Mayıs 2025 itibarıyla, Beyond Fossil Fuels, E3G, Ember ve Institute for Energy Economics and Financial Analysis’in (IEEFA) ortak raporuna göre, Avrupa’da 16 ülke genelinde 1.700 GW’tan fazla yenilenebilir enerji projesi, iletim sistemine bağlanmak üzere sırada bekliyor. Bu kapasite, AB’nin 2030 enerji ve iklim hedeflerine ulaşmak için ihtiyaç duyduğu miktarın üç katından fazla. Raporda belirtildiği üzere, İngiltere’de 722 GW, Finlandiya’da 400 GW, İtalya’da 348 GW ve Almanya’da 70 GW’lık rüzgâr ve güneş enerjisi projesi bağlantı kuyruklarında bekletiliyor.
Sadece 2024’te, Avrupa Elektrik İletim Sistemi Operatörleri Ağı’nın (ENTSO-E) verilerine göre, yedi Avrupa ülkesinde toplam 7,2 milyar euro değerinde yenilenebilir enerji, elektrik şebekelerine entegre edilemediği için israf edildi (ENTSO-E, 2025). Aynı rapora göre, Almanya’da 3,3 milyar euro, İspanya’da 2,5 milyar euro değerindeki temiz enerji üretimi çöpe gitti. Euronews Green’in 13 Mayıs 2025 tarihli haberine göre, sadece beş ülkenin (İrlanda, Danimarka, Finlandiya, Birleşik Krallık ve Litvanya) 2035’e kadar karbonsuz bir şebeke planı var.
Bu tablo, yalnızca teknik eksikliklerle açıklanamaz. Avrupa Sayıştayı’nın 2025 tarihli ‘Making the EU electricity grid fit for net-zero emissions‘ raporunda belirtildiği gibi, Avrupa’da yenilenebilir enerji geçişi; etkisiz ve parçalı şebeke planlaması, ülke içi ve sınır ötesi yönetişim zayıflıkları, yatırımların tüketiciler arasında uygun fiyatlılık açısından dengesiz dağılımı ve yerel direniş (NIMBY – Not In My Backyard) gibi nedenlerle çok katmanlı bir krize dönüşmüş durumda.
Süper Şebeke Çözümü ve Riskleri
Önerilen çözüm: Tüm Avrupa’yı kapsayacak bir süper şebeke vizyonu. Yüksek voltajlı ve sınır ötesi HVDC hatlarıyla rüzgârın bol olduğu kuzey ile güneşin yoğun olduğu güney arasında arz-talep dengesini optimize edecek, Türkiye dahil tüm kıtayı ve hatta Kuzey Afrika’nın bazı bölgelerini kapsayabilecek devasa bir yapı.
Bazı uzmanlar, tek bir büyük süper şebeke yerine, çeşitli bölgesel “küçük süper şebekeler” öneriyorlar.
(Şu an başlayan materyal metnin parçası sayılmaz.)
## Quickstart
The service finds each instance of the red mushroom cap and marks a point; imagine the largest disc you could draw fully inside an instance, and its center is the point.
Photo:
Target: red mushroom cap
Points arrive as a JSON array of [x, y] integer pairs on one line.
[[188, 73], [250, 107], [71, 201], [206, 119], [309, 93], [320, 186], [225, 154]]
Fransa, Büyük Britanya, Almanya ve İtalya gibi ülkeler tarafından planlanan çok terminalli yüksek voltajlı DC (HVDC) ağları, bu yaklaşımın örnekleri. Özellikle açık deniz süper şebekeleri, Avrupa süper şebeke altyapısının ilk örnekleri olarak, açık deniz rüzgâr enerjisinin entegrasyonu için etkili bir çözüm sunabilir.
Ancak bu vizyonun teknik uygulanabilirliğinin yanı sıra, siber güvenlik ve demokratik yönetişim gibi alanlarda da büyük riskleri bulunuyor. İspanya ve Portekiz’de 28 Nisan 2025’te yaşanan yaygın elektrik kesintisi, şebeke entegrasyonunun riskleri konusunda uyarı niteliğinde bir olay oldu.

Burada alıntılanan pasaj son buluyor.